Ljudmila, erschöpft und ausgelaugt, kehrte nach Hause zurück, in der Hoffnung, endlich ein wenig auszuruhen.
Doch ihre Pläne zerplatzten, als ihre Schwiegermutter wieder einmal einen Streit vom Zaun brach.
Dieses Mal lautete der Vorwurf, ihr Mann sei hungrig geblieben. Dabei war der Kühlschrank prall gefüllt, doch ihr arbeitsloser Mann hielt es nicht für nötig, sich das Abendessen selbst aufzuwärmen.
Nach Ansicht der Schwiegermutter war das Ludmillas Pflicht – schließlich solle sie dankbar sein, dass sie überhaupt geheiratet und in deren Wohnung aufgenommen wurde.
Dieser Konflikt brachte das Fass zum Überlaufen. Trotz ihrer großen Müdigkeit packte Ludmila entschlossen ihre Sachen und ging zur Tür.
„Wohin gehst du?“ fragte die Schwiegermutter scharf.
„Ich verlasse eure ‚Gemächer‘. Für immer!“„Und wer bezahlt dann die Nebenkosten?“
„Der, der hier wohnt“, entgegnete Ludmila ohne sich umzudrehen.
Kaum hatte sie die Bushaltestelle erreicht, ließ sie sich erschöpft auf eine Bank fallen. Ihre Augen schlossen sich wie von selbst, und bald fiel sie in einen tiefen Schlaf. Als sie wieder zu sich kam, lag sie auf einem Sofa in einer ihr völlig fremden Wohnung.
Verwirrt schaute sie sich um und versuchte zu verstehen, wo sie sich befand.
„Du bist wach? Das ist gut. Wasch dich, wir frühstücken gleich“, erklang die freundliche Stimme einer etwa sechzigjährigen Frau.
Nachdem Ludmila sich frisch gemacht hatte, betrat sie die Küche und fragte:
„Wie bin ich hierhergekommen?“
„Mein Sohn Stas hat dich hergebracht“, antwortete die Frau. „Er hat dich bewusstlos an der Haltestelle gefunden, ins Auto gesetzt und nach Hause gebracht. Er hat auch seinen Freund Kostik gerufen – der ist Arzt.
Kostik hat dich untersucht und gesagt, dass du einfach völlig erschöpft bist. Übrigens, ich bin Swetlana Semjonowna.“
„Ich bin Ludmila. Vielen Dank für Ihre Fürsorge.“
„Guten Morgen, Ludmila“, ertönte eine männliche Stimme.
Ludmila drehte sich um und sah einen jungen Mann.
„Hallo, sind Sie Stas? Danke, dass Sie mich nicht einfach dort gelassen haben.“
„Wie könnte ich an so einer Schönheit vorbeigehen?“ lächelte er.

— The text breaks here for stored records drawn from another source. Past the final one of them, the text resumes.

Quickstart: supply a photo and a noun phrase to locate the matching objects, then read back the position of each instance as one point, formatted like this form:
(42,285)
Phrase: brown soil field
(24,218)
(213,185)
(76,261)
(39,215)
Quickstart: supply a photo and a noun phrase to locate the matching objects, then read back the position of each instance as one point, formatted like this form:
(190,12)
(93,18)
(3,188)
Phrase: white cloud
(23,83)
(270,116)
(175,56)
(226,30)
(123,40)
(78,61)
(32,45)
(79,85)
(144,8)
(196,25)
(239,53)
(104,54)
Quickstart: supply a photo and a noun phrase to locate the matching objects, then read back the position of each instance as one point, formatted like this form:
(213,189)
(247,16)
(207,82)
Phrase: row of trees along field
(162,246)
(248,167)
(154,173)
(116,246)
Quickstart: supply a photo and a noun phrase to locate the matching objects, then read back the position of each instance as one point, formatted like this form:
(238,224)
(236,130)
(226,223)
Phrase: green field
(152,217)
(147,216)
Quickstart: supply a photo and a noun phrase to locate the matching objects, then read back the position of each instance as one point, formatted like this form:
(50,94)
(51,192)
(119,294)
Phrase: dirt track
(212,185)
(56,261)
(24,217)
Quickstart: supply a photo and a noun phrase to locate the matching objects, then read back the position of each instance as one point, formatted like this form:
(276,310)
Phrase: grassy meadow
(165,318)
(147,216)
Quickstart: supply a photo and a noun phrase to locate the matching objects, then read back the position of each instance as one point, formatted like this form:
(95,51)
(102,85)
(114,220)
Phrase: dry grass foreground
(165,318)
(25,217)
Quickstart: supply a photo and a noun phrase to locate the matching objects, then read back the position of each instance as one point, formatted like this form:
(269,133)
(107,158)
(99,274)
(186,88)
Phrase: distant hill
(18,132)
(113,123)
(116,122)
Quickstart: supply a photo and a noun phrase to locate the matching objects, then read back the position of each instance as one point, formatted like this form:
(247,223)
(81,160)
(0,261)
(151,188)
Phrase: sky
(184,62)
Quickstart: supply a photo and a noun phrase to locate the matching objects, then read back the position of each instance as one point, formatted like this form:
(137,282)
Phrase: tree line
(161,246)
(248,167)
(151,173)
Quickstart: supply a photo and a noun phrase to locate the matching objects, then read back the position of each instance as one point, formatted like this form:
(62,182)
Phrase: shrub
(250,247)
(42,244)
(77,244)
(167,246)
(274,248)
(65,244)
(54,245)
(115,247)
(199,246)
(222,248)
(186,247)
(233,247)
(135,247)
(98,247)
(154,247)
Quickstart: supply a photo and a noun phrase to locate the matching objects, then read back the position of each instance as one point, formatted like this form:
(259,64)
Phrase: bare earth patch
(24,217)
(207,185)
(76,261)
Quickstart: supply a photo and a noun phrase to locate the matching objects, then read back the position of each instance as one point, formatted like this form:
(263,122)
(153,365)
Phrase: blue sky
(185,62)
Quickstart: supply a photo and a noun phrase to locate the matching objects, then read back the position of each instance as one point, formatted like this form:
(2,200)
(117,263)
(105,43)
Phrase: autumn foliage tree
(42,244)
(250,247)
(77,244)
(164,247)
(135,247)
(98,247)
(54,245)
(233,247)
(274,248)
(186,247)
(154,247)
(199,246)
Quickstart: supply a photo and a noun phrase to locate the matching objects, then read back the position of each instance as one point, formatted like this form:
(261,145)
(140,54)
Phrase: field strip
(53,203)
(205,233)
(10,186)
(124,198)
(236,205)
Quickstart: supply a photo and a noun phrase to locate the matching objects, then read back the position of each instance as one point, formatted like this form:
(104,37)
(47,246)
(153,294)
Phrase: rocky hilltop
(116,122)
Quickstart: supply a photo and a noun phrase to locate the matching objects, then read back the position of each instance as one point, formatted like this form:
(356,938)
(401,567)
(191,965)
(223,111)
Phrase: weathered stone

Beim Frühstück erzählte Ludmila kurz ihre Geschichte und erwähnte, dass sie vorhabe, zu einer Freundin zu ziehen.
„Bleiben Sie doch bei uns“, schlug Swetlana Semjonowna vor. „Es gibt genug Platz, und Sie müssen sich erst einmal erholen.“
„In Ordnung, aber sobald ich eine Wohnung finde, ziehe ich um“, versprach Ludmila.

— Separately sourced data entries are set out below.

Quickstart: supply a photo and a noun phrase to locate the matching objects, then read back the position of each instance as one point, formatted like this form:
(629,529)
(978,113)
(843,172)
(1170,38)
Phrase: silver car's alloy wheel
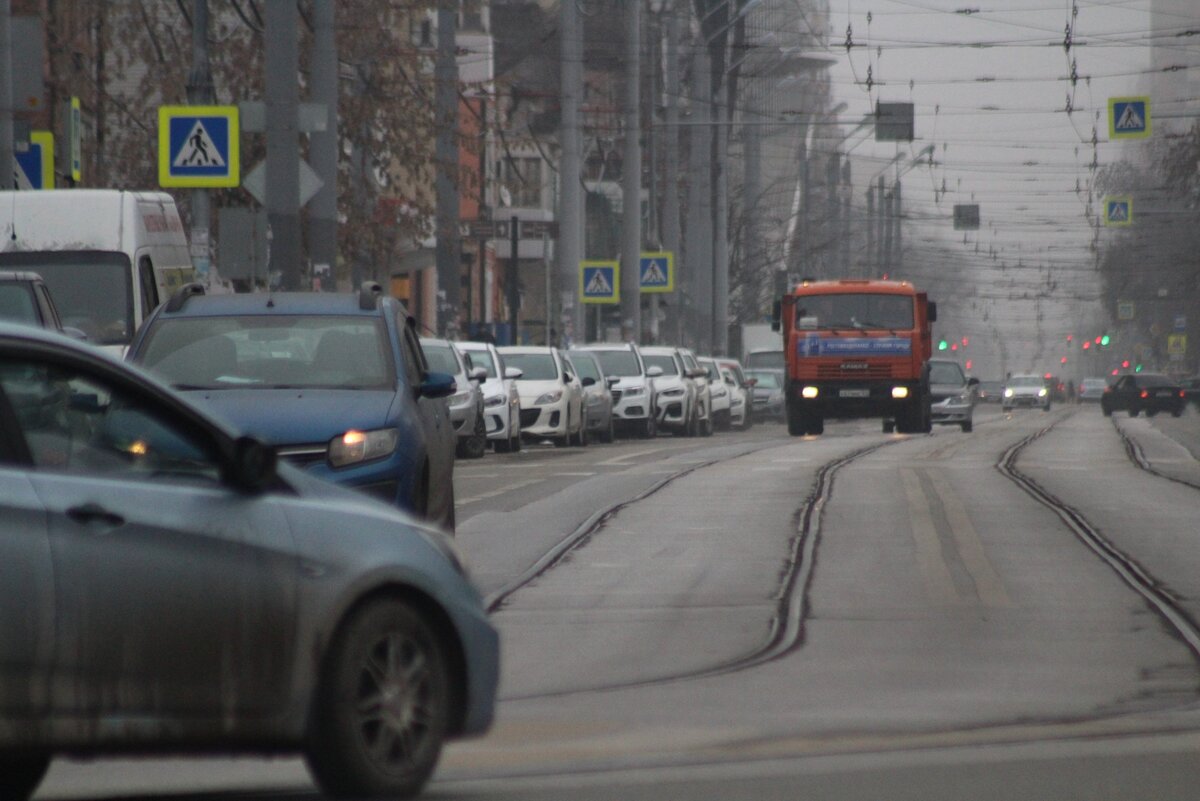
(383,709)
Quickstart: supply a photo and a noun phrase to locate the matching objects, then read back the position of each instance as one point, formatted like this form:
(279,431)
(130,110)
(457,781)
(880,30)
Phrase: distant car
(1191,387)
(190,595)
(551,396)
(335,381)
(743,389)
(1026,391)
(676,392)
(633,395)
(502,404)
(952,395)
(720,393)
(597,393)
(467,403)
(768,393)
(1091,390)
(24,297)
(1150,392)
(990,391)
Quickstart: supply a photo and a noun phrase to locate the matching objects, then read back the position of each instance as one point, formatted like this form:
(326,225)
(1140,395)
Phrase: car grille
(303,456)
(839,372)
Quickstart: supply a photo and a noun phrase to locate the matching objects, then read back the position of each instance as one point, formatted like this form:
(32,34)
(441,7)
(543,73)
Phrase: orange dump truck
(857,349)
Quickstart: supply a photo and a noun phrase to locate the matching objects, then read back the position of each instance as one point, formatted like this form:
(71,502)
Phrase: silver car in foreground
(165,586)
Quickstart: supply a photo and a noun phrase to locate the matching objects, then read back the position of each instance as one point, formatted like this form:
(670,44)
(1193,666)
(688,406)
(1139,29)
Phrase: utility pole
(323,144)
(631,180)
(897,245)
(199,92)
(6,157)
(570,196)
(700,203)
(283,142)
(670,221)
(447,160)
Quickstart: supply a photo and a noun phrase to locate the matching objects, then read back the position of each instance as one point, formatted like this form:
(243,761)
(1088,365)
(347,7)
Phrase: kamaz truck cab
(857,349)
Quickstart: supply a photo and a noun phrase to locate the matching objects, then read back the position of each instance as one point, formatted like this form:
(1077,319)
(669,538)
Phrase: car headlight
(355,446)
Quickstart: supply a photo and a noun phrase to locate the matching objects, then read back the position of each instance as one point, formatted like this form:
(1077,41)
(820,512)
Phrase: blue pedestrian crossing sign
(34,167)
(198,146)
(599,282)
(1128,118)
(657,272)
(1119,211)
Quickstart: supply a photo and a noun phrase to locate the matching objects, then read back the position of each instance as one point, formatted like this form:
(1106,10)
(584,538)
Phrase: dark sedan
(1150,392)
(165,586)
(337,383)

Die Wohnungssuche dauerte einen Monat. In dieser Zeit ließ sich Ludmila scheiden und kam Stas sehr nahe. Ihre Freundschaft entwickelte sich allmählich zu etwas Tieferem.
„Ich habe eine Wohnung gefunden. Morgen ziehe ich um“, sagte Ludmila leise und senkte den Blick.

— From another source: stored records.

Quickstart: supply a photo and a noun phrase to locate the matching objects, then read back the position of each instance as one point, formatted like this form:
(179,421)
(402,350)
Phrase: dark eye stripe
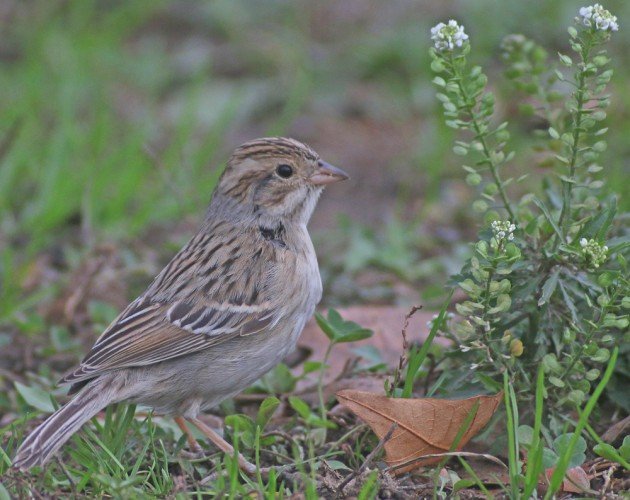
(285,171)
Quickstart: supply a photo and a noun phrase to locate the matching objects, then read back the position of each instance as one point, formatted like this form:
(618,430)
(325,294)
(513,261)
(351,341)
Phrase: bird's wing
(149,333)
(166,323)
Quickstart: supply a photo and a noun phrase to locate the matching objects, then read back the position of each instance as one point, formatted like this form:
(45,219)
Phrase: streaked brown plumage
(227,308)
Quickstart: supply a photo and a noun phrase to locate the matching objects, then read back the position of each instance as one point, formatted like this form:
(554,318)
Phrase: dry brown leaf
(575,480)
(425,426)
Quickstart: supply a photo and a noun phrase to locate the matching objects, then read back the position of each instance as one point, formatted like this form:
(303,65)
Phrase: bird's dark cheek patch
(273,234)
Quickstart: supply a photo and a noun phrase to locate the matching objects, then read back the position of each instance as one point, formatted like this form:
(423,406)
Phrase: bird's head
(277,177)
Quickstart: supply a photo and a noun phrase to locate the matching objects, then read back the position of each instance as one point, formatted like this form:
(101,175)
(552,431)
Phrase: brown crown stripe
(274,147)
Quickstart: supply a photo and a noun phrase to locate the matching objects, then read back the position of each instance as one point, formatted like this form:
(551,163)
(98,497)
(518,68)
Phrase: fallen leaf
(426,426)
(575,480)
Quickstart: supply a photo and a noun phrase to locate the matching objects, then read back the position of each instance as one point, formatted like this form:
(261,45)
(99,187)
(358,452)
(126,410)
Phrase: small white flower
(448,36)
(593,253)
(598,17)
(503,230)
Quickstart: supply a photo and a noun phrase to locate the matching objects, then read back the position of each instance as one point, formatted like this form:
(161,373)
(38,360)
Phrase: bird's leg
(223,445)
(195,447)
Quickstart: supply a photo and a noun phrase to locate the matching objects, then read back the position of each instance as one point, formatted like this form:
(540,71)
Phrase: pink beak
(327,174)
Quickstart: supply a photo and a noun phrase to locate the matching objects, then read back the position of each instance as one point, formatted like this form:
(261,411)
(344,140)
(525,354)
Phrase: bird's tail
(46,439)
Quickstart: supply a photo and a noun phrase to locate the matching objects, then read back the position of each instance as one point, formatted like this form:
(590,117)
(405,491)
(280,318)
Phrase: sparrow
(226,309)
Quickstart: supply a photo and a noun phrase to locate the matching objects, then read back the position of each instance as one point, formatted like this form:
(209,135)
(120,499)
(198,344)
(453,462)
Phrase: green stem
(469,104)
(567,186)
(320,382)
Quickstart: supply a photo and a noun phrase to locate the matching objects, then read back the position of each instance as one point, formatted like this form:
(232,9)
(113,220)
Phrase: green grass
(114,121)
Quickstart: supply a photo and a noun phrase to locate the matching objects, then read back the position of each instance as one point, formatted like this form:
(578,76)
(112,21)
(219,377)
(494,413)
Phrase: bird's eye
(285,171)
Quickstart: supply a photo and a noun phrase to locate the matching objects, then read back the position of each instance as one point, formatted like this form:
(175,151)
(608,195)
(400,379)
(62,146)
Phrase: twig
(368,460)
(394,468)
(403,360)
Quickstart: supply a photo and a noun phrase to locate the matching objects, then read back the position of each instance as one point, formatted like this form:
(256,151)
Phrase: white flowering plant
(547,283)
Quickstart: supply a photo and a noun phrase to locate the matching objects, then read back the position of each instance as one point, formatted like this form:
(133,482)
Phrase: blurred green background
(116,118)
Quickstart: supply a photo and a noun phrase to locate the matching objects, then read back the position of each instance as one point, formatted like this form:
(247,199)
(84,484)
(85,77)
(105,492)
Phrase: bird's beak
(327,174)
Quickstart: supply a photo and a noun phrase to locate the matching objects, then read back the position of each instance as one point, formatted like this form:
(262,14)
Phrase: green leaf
(325,326)
(4,494)
(547,215)
(566,60)
(300,407)
(266,411)
(578,456)
(549,287)
(338,330)
(549,458)
(525,434)
(35,397)
(609,453)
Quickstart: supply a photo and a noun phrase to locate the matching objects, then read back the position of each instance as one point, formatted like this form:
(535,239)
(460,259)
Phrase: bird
(228,307)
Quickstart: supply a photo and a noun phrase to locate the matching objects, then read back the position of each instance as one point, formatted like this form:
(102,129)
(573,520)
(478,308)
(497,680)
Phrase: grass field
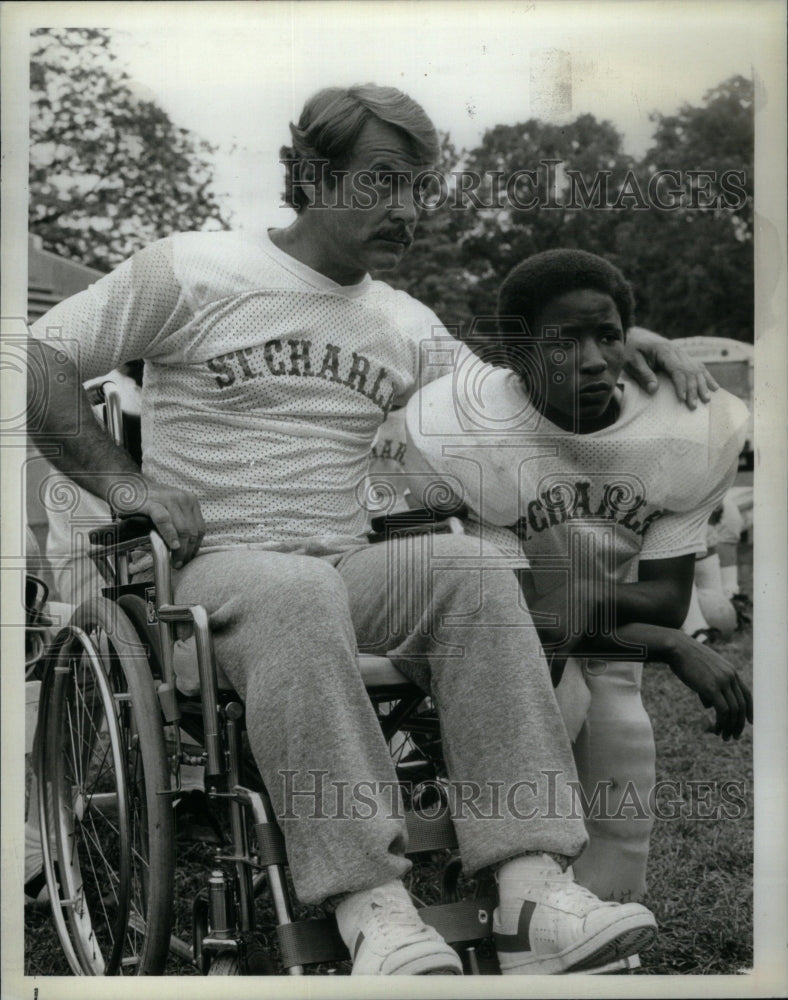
(700,867)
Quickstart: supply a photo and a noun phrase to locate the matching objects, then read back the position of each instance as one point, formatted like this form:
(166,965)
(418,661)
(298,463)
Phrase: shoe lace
(390,911)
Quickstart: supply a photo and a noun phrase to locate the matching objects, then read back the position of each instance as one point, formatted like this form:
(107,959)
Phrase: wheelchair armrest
(416,519)
(128,529)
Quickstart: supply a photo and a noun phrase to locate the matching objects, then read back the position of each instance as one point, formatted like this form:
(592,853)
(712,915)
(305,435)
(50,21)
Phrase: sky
(238,73)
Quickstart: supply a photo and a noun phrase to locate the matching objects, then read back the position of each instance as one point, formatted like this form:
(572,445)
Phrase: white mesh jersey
(642,488)
(264,381)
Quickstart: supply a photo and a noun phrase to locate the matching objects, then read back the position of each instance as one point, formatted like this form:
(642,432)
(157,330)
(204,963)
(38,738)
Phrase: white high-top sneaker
(547,924)
(386,936)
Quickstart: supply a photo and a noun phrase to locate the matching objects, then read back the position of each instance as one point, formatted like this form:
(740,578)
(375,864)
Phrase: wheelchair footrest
(428,833)
(307,942)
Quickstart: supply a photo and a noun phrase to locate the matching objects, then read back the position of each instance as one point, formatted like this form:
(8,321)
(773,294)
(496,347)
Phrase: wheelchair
(114,734)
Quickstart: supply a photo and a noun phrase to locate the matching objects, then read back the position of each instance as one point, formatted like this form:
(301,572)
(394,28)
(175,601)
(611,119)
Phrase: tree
(683,238)
(109,171)
(693,266)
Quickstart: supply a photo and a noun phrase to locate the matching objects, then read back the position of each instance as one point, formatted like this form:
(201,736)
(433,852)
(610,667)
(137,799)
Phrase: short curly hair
(536,281)
(326,133)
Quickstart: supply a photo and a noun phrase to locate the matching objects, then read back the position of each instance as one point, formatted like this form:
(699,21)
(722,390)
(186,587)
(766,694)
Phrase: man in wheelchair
(269,364)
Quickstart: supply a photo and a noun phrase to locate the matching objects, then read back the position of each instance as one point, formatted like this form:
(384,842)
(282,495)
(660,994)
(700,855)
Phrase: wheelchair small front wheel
(106,820)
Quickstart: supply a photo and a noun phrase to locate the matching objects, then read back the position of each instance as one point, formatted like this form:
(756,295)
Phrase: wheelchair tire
(107,830)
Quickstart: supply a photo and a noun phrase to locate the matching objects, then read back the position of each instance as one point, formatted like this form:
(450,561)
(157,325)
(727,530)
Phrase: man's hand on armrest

„Warum? Geht es dir bei uns nicht gut?“ fragte Stas und sah sie aufmerksam an.
„Ich habe Angst vor meinen Gefühlen…“
„Dann lass uns gemeinsam Angst haben“, erwiderte er sanft, zog sie in seine Arme und küsste sie.
Ludmila blieb bei Stas und Swetlana Semjonowna wohnen. Zum ersten Mal fühlte sie sich umsorgt, respektiert und wahrhaftig geliebt – genau das, was ihr so lange gefehlt hatte.